Hunter Clegg often went without his snack and lunch breaks, opting instead to help someone who truly needed it.
The eighth grader wanted to go through training so he could work one-on-one with a developmentally disabled kindergartener. The gesture was indicative of Hunter’s empathy and loving personality. In addition to helping the young girl, Hunter always was careful to include peers who may not have been as popular or talented as him. He chose the less athletic students for his teams in physical education classes. Hunter taught other young children to make paper airplanes because he could tell it made them happy. His selflessness was born from his love of life. Hunter cherished every moment and spent much of his time outdoors swimming, hiking, fishing, dirt biking, snowboarding, wake boarding, skateboarding and doing backflips off a ramp he built near his house.
Hunter’s mother, Leeana, doesn’t feel she has to build a legacy for her son. Hunter created his own, and did so in just 14 years.
She can’t imagine the accomplishments Hunter would have had if he hadn’t been in a vehicle with several of his peers on Aug. 9, 2009.
Hunter was going on a camping trip with friends, and one of the boy’s fathers didn’t have enough room in his vehicle to transport everyone.
The father decided his 17-year-old son should drive some of the boys. The misguided decision had horrific consequences.
The young driver, who was not legally permitted to be carrying any passengers, became distracted by other boys in the vehicle. He lost control while trying to drift around a curve on a windy, mountain road. The vehicle slammed into a tree.
The other boys survived the crash, but Hunter died instantly. His beautiful life was over, and Leeana’s world was shattered.

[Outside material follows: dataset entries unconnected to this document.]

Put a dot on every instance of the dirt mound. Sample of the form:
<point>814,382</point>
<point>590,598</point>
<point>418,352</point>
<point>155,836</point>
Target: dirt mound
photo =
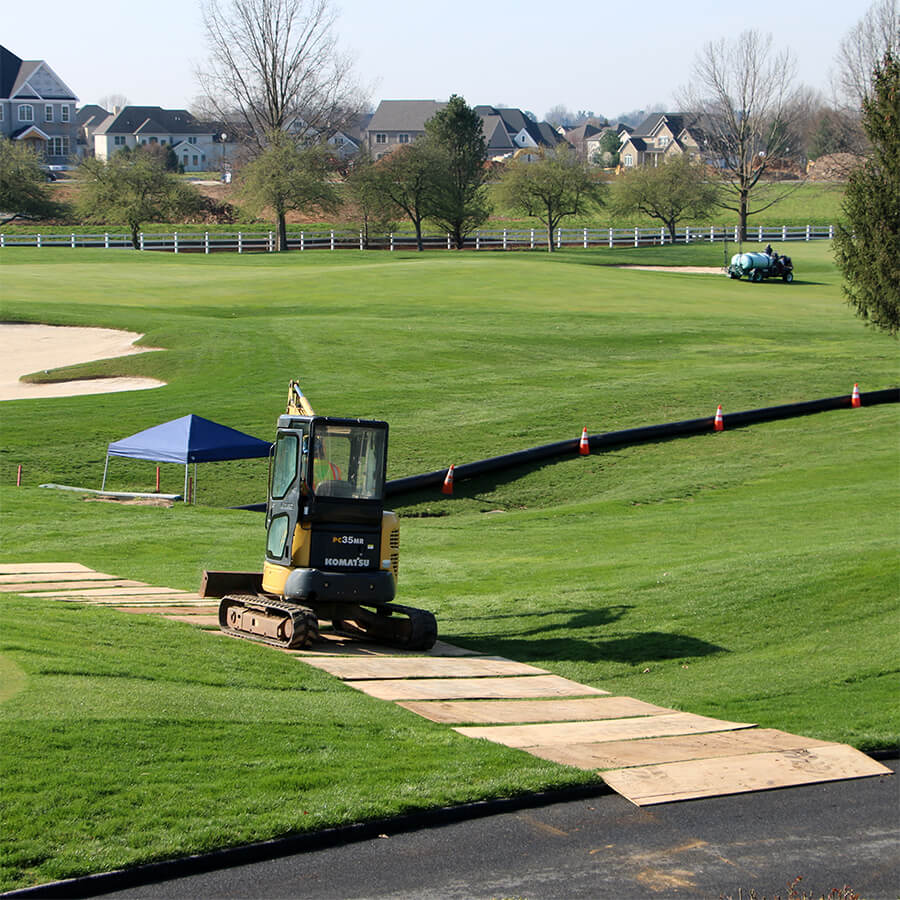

“Hunter was kind, loving and compassionate beyond his years,” Leeana said. “At the age of 14, he just ‘got’ what was important in life. He was a very gentle soul.”
Car crashes are the leading cause of death for teens in the U.S., and teens crash at three times the rate of more experienced drivers. Carrying passengers is particularly dangerous for new, inexperienced drivers. Just one passenger can increase crash risk by 48 percent; three or more increases crash risk by as much as 307 percent.
Passenger restrictions often are a part of each state’s Graduated Driver Licensing (GDL) system, which helps minimize common risks teen drivers face while maximizing their behind-the-wheel experience.
Leeana knew about GDL and the risks teen drivers face while learning. She was so aware of the dangers that she had taken away her older son’s provisional license when he drove a friend just two blocks. She wants other parents to understand how dangerous passengers are to new drivers.
Had the father of Hunter’s friend known those risks, Leeana’s son may still be alive.
“Parents must set expectations with their kids as drivers and as passengers,” Leeana said. “Parents also must set expectations for other parents. This father decided to allow his 17-year-old son to drive a car full of 14- and 15-year-old boys without asking any of us parents for permission.”
Leeana has engaged on the issue of teen driving by joining the HEARTS Network, where she can share Hunter’s story on a national level. By doing so, she hopes other parents will be vigilant about their teens’ safety, whether teens are behind the wheel or asked to ride with one of their peers.
“We want others to learn from Hunter’s story so they will never experience the life sentence of pain and suffering we have dealt with,” Leeana said.